먼저 아래의 코드를 통해 library 를 importing 함
import torch
import torch.nn as nn
import torch.nn.functional as F
import torch.optim as optim
from torchvision import datasets, transforms
from torch.autograd import Variable
import os
import matplotlib.pyplot as plt
import numpy as np
또한 아래의 코드를 통해 현재의 pytorch 버전에 대해 확인함
torch.__version__
이후 연산할 장치에 대해 선언해야 함
아래와 같이 device를 gpu로 설정함
device = torch.device('cuda' if torch.cuda.is_available() else 'cpu')
torch.manual_seed(2891)
num_gpu = 1
if torch.cuda.device_count() > 1:
num_gpu = torch.cuda.device_count()
print("Let's use", num_gpu, "GPUs!") # 1
print('device', device) # cuda
이후 간단한 MLP (Multi-Layer Perceptron) 모델을 구현함
입력은 MNIST dataset을 사용함
MNIST dataset의 각각의 요소는 (28, 28) 의 shape을 갖고 있기 때문에,
MLP를 통과하기 위해서는 각 요소를 flatten 시켜야 함
즉 reshape 을 사용하여 (28, 28) --> (1, 784)로 변경해야 함
class MnistMLP(nn.Module):
def __init__(self, num_class, drop_prob):
super(MnistMLP, self).__init__()
# input is 28x28
# need for flatten ==> 784
self.dropout = nn.Dropout(p=drop_prob)
self.linear1 = nn.Linear(784, 512)
self.linear2 = nn.Linear(512, 256)
self.linear3 = nn.Linear(256, 10)
self.reduce_layer = nn.Linear(10, num_class)
self.logsoftmax = nn.LogSoftmax(dim=1)
def forward(self, x):
x = x.float()
mlp1 = F.relu(self.linear1(x.view(-1, 784)))
mlp1 = self.dropout(mlp1)
mlp2 = F.relu(self.linear2(mlp1))
mlp2 = self.dropout(mlp2)
mlp3 = F.relu(self.linear3(mlp2))
mlp3 = self.dropout(mlp3)
output = self.reduce_layer(mlp3)
return self.logsoftmax(output)
이후 아래의 코드처럼 모델을 선언하고 gpu에 올림
model = MnistMLP(10, 0.3)
model.to(device)
'''
MnistMLP(
(dropout): Dropout(p=0.3, inplace=False)
(linear1): Linear(in_features=784, out_features=512, bias=True)
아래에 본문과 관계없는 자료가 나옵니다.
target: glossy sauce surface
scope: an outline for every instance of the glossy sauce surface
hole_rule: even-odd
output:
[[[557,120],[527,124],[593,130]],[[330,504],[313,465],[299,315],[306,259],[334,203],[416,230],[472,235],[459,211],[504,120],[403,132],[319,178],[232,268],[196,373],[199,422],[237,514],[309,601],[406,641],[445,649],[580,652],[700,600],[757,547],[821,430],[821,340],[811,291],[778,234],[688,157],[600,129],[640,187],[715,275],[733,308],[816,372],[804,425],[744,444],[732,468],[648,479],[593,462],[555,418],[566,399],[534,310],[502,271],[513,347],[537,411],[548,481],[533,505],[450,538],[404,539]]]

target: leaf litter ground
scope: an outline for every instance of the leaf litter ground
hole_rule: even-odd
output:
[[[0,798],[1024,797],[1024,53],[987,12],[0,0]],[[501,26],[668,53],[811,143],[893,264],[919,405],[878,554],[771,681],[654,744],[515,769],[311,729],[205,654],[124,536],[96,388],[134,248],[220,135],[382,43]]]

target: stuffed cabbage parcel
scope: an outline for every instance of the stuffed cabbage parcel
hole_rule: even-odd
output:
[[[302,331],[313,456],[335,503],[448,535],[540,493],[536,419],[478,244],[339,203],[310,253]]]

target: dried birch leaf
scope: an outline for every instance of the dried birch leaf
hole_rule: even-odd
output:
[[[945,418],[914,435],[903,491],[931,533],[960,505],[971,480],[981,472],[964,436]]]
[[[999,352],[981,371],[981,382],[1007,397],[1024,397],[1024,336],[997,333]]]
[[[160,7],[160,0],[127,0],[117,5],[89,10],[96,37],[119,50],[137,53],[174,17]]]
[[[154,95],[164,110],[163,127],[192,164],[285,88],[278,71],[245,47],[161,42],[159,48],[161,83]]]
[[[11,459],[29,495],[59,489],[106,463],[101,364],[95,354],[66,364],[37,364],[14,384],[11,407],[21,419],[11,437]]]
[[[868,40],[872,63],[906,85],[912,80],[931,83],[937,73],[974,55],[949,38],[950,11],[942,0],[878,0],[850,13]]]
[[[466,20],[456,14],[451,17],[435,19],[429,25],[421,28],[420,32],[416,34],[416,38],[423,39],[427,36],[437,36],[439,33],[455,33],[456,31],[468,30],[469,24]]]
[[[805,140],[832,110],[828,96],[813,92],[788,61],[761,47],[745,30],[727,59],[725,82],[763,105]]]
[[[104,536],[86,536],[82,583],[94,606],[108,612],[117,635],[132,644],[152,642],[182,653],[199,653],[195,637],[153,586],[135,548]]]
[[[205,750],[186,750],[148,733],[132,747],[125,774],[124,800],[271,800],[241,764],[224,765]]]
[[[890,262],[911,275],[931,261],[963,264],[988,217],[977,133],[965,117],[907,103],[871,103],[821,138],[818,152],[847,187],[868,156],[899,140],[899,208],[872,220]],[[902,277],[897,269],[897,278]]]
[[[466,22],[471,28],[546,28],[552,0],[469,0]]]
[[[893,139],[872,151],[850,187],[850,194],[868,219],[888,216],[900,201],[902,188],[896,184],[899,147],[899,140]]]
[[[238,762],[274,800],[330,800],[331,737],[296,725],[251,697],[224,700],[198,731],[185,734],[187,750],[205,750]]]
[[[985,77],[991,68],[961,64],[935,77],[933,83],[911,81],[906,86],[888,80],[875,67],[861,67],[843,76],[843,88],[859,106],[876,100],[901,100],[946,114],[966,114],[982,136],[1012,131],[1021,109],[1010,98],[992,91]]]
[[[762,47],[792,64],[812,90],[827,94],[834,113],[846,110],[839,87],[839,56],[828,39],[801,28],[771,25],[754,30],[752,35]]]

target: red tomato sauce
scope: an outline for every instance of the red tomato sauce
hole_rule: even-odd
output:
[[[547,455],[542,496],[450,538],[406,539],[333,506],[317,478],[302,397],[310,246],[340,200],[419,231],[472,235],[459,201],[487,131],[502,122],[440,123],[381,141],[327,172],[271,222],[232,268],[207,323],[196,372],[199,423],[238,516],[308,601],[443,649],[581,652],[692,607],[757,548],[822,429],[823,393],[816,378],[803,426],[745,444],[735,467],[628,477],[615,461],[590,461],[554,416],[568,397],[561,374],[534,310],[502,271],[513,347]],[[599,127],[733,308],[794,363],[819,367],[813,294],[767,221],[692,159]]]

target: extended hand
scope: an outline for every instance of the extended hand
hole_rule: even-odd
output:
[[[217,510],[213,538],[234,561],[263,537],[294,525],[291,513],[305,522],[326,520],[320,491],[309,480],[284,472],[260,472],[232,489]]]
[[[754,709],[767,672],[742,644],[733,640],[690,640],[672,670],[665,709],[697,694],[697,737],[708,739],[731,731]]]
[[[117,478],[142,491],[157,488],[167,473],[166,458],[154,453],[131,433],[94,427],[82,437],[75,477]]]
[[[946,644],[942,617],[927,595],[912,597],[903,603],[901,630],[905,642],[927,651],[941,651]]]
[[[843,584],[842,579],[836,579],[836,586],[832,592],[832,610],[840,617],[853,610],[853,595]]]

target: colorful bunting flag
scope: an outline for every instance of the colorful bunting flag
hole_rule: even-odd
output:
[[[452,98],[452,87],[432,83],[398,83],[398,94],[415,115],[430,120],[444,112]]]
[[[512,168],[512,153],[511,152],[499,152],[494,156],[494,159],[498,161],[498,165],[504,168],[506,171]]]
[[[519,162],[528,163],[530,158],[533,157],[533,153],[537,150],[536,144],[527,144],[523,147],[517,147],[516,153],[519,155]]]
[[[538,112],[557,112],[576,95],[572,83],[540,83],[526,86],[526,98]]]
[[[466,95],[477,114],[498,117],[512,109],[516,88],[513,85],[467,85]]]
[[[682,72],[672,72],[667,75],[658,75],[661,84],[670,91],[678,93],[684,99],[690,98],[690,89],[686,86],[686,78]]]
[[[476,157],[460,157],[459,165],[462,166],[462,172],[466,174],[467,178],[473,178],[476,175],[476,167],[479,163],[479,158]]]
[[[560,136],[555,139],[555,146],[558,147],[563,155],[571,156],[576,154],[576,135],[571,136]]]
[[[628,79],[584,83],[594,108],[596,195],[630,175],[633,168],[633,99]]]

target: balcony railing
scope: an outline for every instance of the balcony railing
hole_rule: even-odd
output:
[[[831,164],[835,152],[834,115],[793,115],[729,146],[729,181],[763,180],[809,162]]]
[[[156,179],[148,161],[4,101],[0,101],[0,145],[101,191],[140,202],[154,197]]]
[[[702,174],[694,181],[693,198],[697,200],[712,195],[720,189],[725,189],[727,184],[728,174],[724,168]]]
(linear2): Linear(in_features=512, out_features=256, bias=True)
(linear3): Linear(in_features=256, out_features=10, bias=True)
(reduce_layer): Linear(in_features=10, out_features=10, bias=True)
(logsoftmax): LogSoftmax(dim=1)
)
'''
MNIST의 class 개수는 10개 이므로, 첫 번째 인자에 10을 넣었고, dropout은 30%확률로 진행
작성한 모델의 매 layer 마다의 shape은 아래를 통해서 확인할 수 있고,
#model shape
for p in model.parameters():
print(p.size())
'''
torch.Size([512, 784])
torch.Size([512])
torch.Size([256, 512])
torch.Size([256])
torch.Size([10, 256])
torch.Size([10])
torch.Size([10, 10])
torch.Size([10])
'''
총 hyperparameter는 아래를 통해 확인 가능함
def count_parameters(model):
return sum(p.numel() for p in model.parameters() if p.requires_grad)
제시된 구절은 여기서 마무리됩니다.